There’s a locked door on the eastbound platform of the Chancery Lane station of the London Underground. The door is unassuming, sturdy and white.

Behind it is a wide set of stairs leading to a roughly mile-long maze of tunnels built in the 1940s that were first intended to serve as a World War II shelter and later used for espionage, the storage of 400 tons of government documents and telecom services.

Welcome to the Kingsway Exchange tunnels, set roughly 100 feet below street level in the center of London, sprawling beneath the Underground’s Central Line. Soon they could enter a new chapter: Angus Murray, the owner of the complex, who bought the tunnels last summer, has applied for planning permission to the local authorities together with the architecture firm WilkinsonEyre to turn the tunnels into a tourist destination that could handle millions of people a year.

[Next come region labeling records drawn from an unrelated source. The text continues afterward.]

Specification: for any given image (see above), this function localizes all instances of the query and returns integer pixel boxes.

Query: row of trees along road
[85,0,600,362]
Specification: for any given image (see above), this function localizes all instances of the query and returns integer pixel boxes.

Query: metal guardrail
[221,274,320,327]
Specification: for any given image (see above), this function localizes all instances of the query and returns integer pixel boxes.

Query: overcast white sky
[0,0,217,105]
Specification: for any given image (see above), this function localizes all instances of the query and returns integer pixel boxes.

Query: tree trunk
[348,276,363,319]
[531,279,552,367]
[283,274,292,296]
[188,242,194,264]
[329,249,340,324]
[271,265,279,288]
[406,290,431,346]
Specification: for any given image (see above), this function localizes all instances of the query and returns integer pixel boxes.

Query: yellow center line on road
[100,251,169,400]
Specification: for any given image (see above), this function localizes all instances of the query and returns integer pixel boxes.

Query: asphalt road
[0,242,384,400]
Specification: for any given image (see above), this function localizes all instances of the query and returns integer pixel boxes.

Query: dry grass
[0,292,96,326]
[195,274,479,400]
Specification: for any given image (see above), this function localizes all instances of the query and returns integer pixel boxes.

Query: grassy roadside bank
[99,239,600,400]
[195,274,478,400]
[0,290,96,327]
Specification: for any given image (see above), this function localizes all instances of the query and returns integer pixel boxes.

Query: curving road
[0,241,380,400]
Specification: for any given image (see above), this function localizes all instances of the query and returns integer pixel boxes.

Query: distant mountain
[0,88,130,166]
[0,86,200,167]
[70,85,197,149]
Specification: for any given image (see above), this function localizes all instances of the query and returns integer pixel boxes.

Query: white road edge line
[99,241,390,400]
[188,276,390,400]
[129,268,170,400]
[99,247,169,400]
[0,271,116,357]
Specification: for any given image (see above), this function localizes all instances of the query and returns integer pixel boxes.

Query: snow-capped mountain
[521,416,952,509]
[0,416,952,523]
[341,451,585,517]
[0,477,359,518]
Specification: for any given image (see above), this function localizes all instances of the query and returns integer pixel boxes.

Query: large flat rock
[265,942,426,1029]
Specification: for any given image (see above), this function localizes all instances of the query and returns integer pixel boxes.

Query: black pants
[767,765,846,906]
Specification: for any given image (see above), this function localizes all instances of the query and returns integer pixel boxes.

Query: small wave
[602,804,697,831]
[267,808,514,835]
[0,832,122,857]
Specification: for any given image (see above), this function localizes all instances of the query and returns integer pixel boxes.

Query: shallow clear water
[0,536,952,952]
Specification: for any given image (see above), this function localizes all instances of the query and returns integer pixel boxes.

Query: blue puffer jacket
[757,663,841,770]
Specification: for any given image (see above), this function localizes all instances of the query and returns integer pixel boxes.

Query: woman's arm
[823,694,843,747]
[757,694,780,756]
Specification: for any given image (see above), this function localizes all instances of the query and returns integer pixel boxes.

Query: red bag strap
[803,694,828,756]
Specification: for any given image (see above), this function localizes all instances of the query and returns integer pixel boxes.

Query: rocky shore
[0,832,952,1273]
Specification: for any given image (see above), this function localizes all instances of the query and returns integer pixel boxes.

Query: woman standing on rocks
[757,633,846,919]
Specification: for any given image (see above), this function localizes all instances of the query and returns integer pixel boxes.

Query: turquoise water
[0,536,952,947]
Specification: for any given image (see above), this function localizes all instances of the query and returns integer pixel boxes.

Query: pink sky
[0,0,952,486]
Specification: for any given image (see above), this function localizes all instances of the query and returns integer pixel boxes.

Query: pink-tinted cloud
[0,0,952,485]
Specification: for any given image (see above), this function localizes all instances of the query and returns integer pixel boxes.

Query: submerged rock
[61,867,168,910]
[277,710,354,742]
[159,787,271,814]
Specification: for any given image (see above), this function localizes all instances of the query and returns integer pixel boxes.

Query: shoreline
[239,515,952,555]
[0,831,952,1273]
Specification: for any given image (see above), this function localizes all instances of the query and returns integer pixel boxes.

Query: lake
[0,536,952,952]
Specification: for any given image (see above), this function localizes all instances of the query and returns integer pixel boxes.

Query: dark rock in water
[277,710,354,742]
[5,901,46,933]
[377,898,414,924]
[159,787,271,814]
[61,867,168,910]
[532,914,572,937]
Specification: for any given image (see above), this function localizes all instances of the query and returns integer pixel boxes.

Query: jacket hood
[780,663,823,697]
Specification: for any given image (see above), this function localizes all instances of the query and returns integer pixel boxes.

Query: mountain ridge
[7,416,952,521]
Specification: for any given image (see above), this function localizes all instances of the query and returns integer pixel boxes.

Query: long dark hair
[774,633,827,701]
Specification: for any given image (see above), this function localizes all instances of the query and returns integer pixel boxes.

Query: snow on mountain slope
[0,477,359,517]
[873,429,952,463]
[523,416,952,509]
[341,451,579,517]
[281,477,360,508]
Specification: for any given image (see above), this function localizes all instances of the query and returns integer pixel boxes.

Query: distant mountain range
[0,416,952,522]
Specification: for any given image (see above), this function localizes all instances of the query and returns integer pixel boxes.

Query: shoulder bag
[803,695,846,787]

Mr. Murray’s London Tunnels is planning to invest a total of 220 million pounds (about $275 million) on restoring and preserving the tunnels, as well as adding technology for art installations and other attractions. Mr. Murray hopes to open the complex in 2027, and said that it would be able to host temporary art exhibitions, fashion shows and more.

At the moment, entering the tunnels requires riding a small elevator tucked behind a side door in an alleyway off a wide street in central London. (Visitors to the attraction would use a different, bigger entrance, Mr. Murray said.)